There are many interesting features one could add -- and this is one of them -- but at the end of the day there is going to be an assessment by the long-time community members who have the privilege of fixing obscure bugs for years as to:
* Who is going to write it?
* How long will it take vs. other features?
* Is a feature is going to be maintained to a level of quality we find acceptable into the foreseeable future?
* Is the impact worthwhile?
* Could this in any way be done as an extension?
The level of the bar of quality has changed over time, too, pretty much inexorably moving up. Getting LISTEN/NOTIFY in now would be much harder than when it showed up in...Postgres95 (and, granted, it was pretty busted back then, apparently, along with...a lot of stuff). LISTEN/NOTIFY turned out to have a good impact/complexity ratio, so it gets good maintenance, but in a hypothetical world where it was not already committed with a good history of service and use I bet it would have required quite some convincing to add.
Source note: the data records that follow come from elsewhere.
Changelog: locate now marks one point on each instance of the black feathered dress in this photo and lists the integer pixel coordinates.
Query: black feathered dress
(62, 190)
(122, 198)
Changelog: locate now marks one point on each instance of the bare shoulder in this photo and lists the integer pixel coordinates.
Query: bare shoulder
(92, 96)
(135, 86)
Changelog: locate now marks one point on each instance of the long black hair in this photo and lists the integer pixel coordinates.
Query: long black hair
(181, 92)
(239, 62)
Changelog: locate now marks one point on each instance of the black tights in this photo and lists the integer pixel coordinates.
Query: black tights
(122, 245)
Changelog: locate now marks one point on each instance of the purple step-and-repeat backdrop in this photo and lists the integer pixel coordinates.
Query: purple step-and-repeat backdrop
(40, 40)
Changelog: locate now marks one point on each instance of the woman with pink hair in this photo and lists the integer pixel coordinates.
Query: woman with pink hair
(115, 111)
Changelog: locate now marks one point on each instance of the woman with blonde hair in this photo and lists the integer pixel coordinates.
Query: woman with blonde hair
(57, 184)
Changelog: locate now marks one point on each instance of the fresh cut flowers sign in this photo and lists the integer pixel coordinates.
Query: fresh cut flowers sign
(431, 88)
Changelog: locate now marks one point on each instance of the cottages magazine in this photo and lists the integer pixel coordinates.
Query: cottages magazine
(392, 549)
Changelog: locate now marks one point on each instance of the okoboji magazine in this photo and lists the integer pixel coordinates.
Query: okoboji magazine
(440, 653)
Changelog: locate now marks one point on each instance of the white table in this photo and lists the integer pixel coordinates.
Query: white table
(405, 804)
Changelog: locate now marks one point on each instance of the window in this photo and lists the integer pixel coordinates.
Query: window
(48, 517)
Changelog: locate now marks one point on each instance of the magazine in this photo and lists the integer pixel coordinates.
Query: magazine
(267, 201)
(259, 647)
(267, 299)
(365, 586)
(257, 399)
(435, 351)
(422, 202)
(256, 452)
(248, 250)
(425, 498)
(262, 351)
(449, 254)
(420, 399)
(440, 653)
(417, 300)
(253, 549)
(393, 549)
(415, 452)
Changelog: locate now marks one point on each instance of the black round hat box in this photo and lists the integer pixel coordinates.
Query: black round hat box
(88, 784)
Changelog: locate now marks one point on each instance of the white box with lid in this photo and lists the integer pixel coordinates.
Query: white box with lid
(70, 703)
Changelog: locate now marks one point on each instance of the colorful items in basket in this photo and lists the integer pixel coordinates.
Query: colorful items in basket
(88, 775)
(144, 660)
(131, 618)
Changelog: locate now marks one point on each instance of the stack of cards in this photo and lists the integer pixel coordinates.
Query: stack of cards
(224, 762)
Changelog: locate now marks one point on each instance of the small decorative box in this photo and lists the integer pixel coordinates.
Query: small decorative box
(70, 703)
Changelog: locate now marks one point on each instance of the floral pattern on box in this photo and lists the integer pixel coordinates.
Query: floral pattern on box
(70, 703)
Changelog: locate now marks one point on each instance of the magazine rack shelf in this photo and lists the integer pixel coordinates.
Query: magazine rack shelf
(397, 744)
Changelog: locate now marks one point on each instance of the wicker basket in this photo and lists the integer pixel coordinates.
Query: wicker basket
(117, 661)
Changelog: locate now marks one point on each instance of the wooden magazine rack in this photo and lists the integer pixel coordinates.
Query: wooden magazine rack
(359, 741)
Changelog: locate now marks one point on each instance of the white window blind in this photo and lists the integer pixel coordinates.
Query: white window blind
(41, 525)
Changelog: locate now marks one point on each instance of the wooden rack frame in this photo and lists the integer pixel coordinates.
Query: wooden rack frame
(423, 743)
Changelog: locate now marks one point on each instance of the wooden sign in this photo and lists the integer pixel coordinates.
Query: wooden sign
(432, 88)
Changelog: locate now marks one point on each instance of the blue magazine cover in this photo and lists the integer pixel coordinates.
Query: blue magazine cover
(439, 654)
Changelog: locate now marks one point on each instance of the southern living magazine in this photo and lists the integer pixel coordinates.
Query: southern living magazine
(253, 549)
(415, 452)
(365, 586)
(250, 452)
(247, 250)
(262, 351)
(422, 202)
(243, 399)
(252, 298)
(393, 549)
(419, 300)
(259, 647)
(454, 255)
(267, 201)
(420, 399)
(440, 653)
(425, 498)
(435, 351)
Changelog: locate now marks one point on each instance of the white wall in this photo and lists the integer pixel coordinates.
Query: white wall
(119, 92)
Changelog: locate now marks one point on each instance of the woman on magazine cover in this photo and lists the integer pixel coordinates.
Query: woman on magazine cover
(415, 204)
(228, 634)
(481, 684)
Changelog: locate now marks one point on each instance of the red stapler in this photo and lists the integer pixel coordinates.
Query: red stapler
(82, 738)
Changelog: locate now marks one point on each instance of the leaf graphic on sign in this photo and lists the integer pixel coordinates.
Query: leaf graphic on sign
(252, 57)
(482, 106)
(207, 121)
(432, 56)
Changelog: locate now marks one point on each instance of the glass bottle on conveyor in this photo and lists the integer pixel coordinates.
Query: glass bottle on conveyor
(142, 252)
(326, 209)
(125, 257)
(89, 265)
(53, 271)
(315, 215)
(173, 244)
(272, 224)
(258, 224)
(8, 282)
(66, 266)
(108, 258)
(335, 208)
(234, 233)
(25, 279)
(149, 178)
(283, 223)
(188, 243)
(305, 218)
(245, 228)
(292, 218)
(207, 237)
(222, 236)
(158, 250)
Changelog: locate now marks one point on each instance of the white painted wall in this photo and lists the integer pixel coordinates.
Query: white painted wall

There is some old code in existence now that would not be accepted again today. A more sad example is dusty implementation of hash indexes that thankfully few people use or see reason to use. Hash indexes possess ample warnings in the manual to not use them. Yet, it doesn't seem reasonable to deprecate them for people that rely on them, and nobody seems to care enough to improve it, or even convincingly whine about improving it. The community is pretty sensitive to these code barnacles, so if one goes in wanting such a feature, one has to be well-prepared to argue both feasibility of implementation and size and duration of impact.